Et que dire de l’éducation ? Au prétexte qu’il ne fallait pas perturber le cursus scolaire de millions d’élèves, on a laissé les écoles ouvertes, ces derniers mois, en jouant sur d’autres mesures pour ralentir la diffusion du virus : couvre-feu, confinements locaux, entre autres. Mais la situation ne pouvait pas durer éternellement, et le couperet est tombé hier : télé-scolarité et vacances anticipées pour nos rejetons, et ce durant quatre semaines. Mais ne soyons pas dupes : ce n’est pas cette mesure moyenne qui changera la donne. Prenons les paris, d’ici quatre semaines, la diffusion du virus n’aura pas suffisamment ralenti pour rouvrir les établissements scolaires, et l’enseignement à distance risque de se prolonger encore un peu plus.

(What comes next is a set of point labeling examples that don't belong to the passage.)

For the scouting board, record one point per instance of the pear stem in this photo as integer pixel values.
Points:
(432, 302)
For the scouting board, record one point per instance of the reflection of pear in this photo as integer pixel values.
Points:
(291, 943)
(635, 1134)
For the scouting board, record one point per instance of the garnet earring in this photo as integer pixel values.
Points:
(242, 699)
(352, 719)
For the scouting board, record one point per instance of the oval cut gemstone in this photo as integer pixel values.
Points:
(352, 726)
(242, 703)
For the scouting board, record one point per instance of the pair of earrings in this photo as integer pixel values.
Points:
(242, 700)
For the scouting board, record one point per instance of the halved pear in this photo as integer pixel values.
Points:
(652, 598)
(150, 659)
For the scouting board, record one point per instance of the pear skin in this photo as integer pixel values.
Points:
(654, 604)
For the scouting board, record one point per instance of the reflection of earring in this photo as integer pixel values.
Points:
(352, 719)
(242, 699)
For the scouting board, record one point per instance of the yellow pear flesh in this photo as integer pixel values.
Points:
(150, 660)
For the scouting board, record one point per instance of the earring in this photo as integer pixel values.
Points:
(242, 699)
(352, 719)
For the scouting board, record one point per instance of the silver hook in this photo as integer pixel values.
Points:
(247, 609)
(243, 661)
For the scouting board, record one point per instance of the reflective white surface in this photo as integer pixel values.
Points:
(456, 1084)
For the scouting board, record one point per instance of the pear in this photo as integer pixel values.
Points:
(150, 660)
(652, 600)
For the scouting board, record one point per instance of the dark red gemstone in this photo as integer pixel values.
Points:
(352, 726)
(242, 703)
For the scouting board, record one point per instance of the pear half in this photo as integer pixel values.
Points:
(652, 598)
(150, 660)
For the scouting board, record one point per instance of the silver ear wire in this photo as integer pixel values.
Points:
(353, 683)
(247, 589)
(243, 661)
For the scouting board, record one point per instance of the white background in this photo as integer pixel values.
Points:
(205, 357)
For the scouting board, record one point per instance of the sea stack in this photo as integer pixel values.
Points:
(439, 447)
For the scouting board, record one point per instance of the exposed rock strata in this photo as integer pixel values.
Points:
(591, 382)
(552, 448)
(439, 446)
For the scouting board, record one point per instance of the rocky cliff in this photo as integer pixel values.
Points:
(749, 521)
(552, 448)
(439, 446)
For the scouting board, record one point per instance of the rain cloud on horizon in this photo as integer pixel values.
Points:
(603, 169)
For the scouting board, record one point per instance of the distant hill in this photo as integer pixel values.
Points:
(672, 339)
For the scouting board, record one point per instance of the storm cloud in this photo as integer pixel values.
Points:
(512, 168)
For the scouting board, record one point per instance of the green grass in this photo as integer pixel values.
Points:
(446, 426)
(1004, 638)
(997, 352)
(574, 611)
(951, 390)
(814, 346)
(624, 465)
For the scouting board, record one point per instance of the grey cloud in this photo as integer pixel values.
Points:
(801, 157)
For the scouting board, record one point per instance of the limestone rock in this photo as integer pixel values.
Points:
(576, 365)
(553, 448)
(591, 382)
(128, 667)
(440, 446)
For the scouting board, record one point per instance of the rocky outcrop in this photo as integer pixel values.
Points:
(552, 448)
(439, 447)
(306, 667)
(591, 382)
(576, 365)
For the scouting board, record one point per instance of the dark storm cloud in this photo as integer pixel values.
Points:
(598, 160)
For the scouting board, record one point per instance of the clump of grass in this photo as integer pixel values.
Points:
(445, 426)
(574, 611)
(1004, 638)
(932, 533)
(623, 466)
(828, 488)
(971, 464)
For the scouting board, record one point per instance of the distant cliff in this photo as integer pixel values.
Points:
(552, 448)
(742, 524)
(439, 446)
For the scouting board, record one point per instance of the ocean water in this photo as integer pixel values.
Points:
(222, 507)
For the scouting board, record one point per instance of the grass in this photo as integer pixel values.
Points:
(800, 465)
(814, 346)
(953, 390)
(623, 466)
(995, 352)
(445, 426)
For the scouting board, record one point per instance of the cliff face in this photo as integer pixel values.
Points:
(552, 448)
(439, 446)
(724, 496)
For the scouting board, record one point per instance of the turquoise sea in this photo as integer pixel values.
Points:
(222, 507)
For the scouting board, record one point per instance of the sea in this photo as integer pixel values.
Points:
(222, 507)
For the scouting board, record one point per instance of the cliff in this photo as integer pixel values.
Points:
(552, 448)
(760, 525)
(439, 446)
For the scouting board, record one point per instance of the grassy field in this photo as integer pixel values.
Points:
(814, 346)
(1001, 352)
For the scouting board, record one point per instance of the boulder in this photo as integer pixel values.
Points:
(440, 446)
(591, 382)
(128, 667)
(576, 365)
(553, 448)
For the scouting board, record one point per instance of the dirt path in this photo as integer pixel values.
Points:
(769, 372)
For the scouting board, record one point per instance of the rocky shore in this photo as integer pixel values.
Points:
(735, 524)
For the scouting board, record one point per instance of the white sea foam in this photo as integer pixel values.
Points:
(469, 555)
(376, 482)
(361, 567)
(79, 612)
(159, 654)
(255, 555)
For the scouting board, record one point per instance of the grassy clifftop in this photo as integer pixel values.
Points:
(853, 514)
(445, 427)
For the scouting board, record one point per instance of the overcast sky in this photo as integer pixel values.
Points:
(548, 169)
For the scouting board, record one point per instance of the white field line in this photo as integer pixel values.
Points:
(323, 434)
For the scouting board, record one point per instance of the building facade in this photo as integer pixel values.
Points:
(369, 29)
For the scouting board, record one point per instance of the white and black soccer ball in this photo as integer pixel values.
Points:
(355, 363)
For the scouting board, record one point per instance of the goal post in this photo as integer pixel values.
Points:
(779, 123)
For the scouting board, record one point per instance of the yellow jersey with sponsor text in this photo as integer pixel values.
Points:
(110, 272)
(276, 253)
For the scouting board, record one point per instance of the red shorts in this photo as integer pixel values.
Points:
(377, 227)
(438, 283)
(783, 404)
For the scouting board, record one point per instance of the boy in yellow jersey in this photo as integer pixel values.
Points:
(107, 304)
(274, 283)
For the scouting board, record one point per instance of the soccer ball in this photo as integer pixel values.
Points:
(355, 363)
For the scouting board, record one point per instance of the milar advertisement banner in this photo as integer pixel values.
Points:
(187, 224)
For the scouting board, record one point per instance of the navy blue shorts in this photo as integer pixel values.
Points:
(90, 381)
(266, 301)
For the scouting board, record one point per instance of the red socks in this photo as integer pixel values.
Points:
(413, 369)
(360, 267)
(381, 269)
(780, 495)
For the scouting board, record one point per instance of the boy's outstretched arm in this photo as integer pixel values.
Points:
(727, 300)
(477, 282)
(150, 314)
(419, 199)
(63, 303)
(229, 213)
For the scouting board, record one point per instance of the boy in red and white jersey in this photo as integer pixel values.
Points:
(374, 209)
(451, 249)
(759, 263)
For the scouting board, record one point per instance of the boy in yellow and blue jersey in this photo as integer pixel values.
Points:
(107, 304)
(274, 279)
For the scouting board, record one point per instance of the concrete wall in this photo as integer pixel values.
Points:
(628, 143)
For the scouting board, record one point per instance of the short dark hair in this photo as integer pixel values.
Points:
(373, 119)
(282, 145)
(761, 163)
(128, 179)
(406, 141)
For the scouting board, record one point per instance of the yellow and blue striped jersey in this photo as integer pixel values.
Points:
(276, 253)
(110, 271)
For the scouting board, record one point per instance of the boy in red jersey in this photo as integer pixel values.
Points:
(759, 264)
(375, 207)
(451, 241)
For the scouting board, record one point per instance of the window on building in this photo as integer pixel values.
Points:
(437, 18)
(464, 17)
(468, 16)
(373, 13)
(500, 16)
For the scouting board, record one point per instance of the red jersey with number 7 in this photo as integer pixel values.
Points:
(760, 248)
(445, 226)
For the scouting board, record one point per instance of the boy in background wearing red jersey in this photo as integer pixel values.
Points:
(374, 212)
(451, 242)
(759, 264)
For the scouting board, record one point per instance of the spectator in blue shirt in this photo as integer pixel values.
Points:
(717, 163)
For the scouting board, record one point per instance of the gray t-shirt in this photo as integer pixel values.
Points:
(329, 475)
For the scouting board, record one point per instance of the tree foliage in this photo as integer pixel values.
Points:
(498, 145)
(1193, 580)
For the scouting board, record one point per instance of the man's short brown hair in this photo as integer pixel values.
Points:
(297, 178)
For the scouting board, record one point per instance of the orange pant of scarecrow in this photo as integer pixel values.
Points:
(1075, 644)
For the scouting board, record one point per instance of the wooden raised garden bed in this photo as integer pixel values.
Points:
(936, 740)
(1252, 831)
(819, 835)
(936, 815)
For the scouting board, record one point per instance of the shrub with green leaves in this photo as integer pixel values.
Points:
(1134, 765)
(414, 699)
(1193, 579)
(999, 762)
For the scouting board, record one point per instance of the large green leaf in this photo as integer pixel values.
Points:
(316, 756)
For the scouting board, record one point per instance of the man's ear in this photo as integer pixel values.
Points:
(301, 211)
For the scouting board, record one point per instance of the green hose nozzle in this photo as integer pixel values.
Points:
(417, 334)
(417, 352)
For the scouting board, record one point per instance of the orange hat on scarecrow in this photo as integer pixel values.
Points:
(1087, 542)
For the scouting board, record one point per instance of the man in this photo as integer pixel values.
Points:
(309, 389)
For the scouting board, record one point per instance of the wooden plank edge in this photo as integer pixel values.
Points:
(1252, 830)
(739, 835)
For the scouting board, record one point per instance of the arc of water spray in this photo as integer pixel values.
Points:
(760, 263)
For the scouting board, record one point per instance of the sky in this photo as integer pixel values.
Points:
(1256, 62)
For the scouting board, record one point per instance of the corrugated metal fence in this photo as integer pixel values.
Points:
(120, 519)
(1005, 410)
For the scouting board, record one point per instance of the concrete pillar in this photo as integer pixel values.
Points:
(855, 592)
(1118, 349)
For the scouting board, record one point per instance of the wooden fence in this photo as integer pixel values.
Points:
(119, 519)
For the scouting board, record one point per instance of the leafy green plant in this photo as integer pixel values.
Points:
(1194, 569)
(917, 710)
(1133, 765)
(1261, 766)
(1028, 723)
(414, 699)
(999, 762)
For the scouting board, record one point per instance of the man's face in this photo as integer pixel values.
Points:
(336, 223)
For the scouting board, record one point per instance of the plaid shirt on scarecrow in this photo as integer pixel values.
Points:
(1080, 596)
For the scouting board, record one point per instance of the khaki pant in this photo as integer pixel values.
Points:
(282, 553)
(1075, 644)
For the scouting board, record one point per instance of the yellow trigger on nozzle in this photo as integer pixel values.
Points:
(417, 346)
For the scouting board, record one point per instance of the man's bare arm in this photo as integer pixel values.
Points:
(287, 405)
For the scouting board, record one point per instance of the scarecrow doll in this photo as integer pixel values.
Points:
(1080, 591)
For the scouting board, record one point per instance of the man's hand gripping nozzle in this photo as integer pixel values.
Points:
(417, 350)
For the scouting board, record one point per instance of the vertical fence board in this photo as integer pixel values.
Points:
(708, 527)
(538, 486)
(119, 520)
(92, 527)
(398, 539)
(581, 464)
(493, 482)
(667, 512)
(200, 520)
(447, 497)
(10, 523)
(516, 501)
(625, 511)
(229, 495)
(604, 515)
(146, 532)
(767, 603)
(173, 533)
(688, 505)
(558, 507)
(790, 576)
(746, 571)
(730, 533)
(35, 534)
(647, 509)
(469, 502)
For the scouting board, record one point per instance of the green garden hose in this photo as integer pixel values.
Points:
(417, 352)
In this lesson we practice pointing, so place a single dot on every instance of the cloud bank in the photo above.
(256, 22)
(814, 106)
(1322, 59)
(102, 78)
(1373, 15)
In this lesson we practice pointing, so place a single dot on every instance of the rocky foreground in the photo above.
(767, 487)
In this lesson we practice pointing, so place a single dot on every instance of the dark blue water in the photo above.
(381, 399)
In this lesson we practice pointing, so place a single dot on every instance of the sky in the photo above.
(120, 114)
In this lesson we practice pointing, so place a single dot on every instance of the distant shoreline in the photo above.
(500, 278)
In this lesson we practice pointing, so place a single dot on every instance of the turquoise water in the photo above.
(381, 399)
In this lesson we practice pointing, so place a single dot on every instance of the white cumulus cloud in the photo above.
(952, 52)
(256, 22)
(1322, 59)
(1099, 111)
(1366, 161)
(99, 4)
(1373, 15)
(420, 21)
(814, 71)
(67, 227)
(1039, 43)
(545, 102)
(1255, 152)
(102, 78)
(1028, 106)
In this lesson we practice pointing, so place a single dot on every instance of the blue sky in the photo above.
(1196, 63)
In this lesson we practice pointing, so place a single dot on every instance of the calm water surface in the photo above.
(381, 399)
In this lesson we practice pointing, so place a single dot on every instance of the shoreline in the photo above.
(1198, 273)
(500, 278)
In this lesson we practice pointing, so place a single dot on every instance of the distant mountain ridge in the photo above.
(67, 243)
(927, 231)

Ce faisant, on oublie qu’avec les gosses à la maison, les foyers français ne sont pas dans les meilleures conditions pour travailler, même pour les entreprises qui peuvent faire travailler à distance. Sans oublier les salariés qui, eux, ne peuvent pas travailler à distance, et vont devoir se poser des questions existentielles sur le mode de garde en période de pandémie. Et sans oublier que les disparités de niveau ont plutôt tendance à s’accroître lorsqu’on bascule en distanciel. Le décrochage pend au nez de milliers d’élèves et d’étudiants.
Certes, on pourra objecter que comme tous mes compatriotes, je me suis installé dans un rôle du râleur professionnel : pas plus content quand les enfants sont à l’école et participent à la diffusion du virus que quand ils sont à la maison et empêchent leurs parents de télé-travailler. C’est qu’à mon sens, ce gouvernement semble vouloir réparer une fuite en posant un scotch sur un tuyau percé : on sait bien que ça ne tiendra pas. À un moment, il faut remplacer le tuyau, c’est à dire chercher un remède qui ne traite pas les symptômes, mais l’origine du problème. Et l’origine du problème, elle n’est ni à l’école, ni à l’hôpital.
Elle se trouve malheureusement au sommet de l’état. Cela fait un an que cette pandémie dure. Un an, c’est long. Même en comptant l’effet de surprise des premiers jours de la crise – pour lequel j’éprouve un fort mépris, il était évident, courant février 2020, que cela allait nous tomber sur la tête – même en comptant l’impréparation et l’impéritie des premières annonces, comme l’inutilité des masques, cela laissait plus de 300 jours pour anticiper, et prendre des mesures d’un tout autre ordre.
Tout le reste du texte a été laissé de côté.